La precisazione
Caso Bari, Pittalis: “Non è un’azione contro Decaro. Dal 2018 indagini su 88 comuni. E sull’onere della prova sono stato frainteso”
Il vicepresidente della commissione Giustizia precisa la posizione sul caso Bari ma rivendica le prerogative di accertamento del Viminale

Piero Pittalis, avvocato sardo eletto alla Camera dei Deputati con Forza Italia, è il vicepresidente della commissione Giustizia di Montecitorio. Ieri un suo intervento in Aula ha sollevato perplessità nel fronte garantista per i toni insolitamente fuori registro del parlamentare azzurro.
Pittalis, su Bari c’era proprio bisogno di avviare l’iter per il commissariamento?
«Si tratta di una iniziativa che rientra nelle prerogative del ministro Piantedosi, fatta in precedenza anche da ministri del Partito Democratico. Per ora non c’è nessun commissariamento. C’è un accesso agli atti e l’invio di ispettori per svolgere un accertamento in relazione a fatti di inchiesta che sono opera della magistratura e non della politica. Riteniamo che sia un accertamento non fatto contro un sindaco e men che meno contro la comunità di Bari, che serve a eliminare ogni possibile dubbio su infiltrazioni della criminalità organizzata e sui suoi rapporti con le municipalizzate di Bari».
Non c’è un caso Decaro, parliamo di due consigliere peraltro nate nel centrodestra e poi passate con il centrosinistra.
«Non mi interessa la provenienza dei consiglieri e non è una azione contro il sindaco Decaro. Parliamo dell’esercizio di una attività necessaria quando si è in presenza di iniziative della magistratura e delle prime risultanze di indagine. Si è fatta dal 2018 ad oggi per 88 comuni italiani. Si è fatta per fatti meno gravi. E ne sono stati artefici in passato ministri del Partito Democratico. Non si comprende perché si crei questa azione violenta nei confronti di una iniziativa che ha il solo scopo di svolgere gli accertamenti necessari».
Lei è un garantista, dobbiamo mantenere il garantismo anche quando riguarda gli avversari.
«Sì certo, e soprattutto.
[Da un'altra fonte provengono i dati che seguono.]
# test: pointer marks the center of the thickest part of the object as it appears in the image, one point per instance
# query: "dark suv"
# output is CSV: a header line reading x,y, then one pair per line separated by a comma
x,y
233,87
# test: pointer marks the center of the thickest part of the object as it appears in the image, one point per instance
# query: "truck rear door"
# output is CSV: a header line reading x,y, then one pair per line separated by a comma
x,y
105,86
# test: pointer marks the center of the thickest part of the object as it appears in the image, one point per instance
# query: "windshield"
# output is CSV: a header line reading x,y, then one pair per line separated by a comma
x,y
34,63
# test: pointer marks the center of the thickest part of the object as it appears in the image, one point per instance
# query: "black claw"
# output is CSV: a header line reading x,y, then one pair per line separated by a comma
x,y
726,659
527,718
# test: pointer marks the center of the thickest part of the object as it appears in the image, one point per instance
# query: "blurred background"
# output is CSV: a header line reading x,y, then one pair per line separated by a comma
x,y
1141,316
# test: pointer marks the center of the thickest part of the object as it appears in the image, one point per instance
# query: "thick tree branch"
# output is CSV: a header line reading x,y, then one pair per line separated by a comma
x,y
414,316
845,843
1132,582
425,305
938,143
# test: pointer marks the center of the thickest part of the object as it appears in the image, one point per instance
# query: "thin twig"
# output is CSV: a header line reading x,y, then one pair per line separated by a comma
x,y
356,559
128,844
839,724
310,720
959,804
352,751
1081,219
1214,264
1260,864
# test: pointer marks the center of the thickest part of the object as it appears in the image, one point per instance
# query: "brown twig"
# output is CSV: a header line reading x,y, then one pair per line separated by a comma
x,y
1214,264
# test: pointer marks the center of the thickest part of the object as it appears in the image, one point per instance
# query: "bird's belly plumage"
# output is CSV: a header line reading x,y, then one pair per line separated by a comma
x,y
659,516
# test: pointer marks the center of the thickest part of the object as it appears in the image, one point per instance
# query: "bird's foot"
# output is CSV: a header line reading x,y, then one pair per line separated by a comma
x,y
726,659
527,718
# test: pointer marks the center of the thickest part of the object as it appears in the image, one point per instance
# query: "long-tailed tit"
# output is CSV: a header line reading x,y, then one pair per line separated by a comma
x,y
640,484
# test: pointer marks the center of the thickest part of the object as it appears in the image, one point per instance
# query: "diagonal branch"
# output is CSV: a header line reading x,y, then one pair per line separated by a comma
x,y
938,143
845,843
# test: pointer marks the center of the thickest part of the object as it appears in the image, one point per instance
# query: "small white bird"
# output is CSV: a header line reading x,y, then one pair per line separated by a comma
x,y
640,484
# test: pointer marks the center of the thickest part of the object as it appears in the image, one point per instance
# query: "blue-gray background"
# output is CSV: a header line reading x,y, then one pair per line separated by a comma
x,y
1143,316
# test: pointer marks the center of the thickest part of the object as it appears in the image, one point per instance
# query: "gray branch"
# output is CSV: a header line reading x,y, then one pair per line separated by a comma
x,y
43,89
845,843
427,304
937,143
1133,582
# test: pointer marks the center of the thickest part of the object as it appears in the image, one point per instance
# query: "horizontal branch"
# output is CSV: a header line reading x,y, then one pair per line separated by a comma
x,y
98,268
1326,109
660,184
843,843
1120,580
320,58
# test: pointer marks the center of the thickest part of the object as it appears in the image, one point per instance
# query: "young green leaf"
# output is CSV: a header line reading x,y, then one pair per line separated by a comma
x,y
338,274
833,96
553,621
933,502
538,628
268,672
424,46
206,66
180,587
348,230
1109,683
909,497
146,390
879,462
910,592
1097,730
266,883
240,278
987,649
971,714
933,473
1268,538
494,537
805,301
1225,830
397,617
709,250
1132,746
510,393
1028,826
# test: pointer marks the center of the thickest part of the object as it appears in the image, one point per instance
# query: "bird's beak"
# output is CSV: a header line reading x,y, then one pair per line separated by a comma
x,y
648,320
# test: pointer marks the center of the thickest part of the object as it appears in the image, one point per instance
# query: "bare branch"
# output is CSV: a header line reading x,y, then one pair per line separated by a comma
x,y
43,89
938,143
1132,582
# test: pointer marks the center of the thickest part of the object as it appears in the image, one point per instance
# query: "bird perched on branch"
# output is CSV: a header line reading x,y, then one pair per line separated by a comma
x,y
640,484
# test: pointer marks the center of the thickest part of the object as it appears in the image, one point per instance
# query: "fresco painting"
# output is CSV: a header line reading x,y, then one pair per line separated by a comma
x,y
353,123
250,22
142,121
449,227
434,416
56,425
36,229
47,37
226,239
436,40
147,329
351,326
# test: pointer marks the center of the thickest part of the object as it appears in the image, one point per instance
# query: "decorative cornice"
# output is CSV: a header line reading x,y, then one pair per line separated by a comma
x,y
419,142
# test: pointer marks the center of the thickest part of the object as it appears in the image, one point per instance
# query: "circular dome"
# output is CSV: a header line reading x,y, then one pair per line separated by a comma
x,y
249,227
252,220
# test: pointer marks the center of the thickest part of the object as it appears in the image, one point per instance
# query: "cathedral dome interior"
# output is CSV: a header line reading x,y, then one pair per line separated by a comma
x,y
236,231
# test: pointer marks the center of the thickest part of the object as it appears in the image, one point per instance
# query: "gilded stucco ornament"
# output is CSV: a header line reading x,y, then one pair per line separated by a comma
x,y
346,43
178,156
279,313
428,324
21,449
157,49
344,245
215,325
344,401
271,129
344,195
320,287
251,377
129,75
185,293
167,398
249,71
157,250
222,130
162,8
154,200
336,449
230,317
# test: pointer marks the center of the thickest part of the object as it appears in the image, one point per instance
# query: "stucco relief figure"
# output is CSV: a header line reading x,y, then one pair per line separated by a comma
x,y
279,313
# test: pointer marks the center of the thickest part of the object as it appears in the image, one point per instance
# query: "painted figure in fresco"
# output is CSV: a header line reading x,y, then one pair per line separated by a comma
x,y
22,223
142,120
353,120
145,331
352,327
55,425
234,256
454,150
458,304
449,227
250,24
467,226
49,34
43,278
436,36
Io l’ho detto ieri con una provocazione rivolta ai banchi del Pd: per molto meno alcuni membri del gruppo del Partito Democratico – alcuni, non amo generalizzare – sul ruolo dei collaboratori di giustizia hanno montato casi. Volevo fare un richiamo al non cedere al garantismo di convenienza».
L’hanno fraintesa? Non stava leggendo le parole di un pentito, in Aula?
«Era una provocazione. Per puntualizzare: stavo citando un passaggio del decreto del Tribunale di Bari, terza sezione, delle misure di prevenzione del 22 febbraio che riportava esattamente questi episodi.
Lei ha detto: “Ci auguriamo che il sindaco Decaro possa dimostrare…”. Ma non è lui ad avere l’onere della prova. L’onere della prova lo ha semmai l’accusa.
«Lungi da me rimangiarmi i miei principi garantisti. Non era quello che volevo dire, la mia frase è stata troncata. Se mi fa esprimere compiutamente posso precisare meglio il mio pensiero».
Prego, mi dica: non è Decaro a dover fornire spiegazioni, quindi?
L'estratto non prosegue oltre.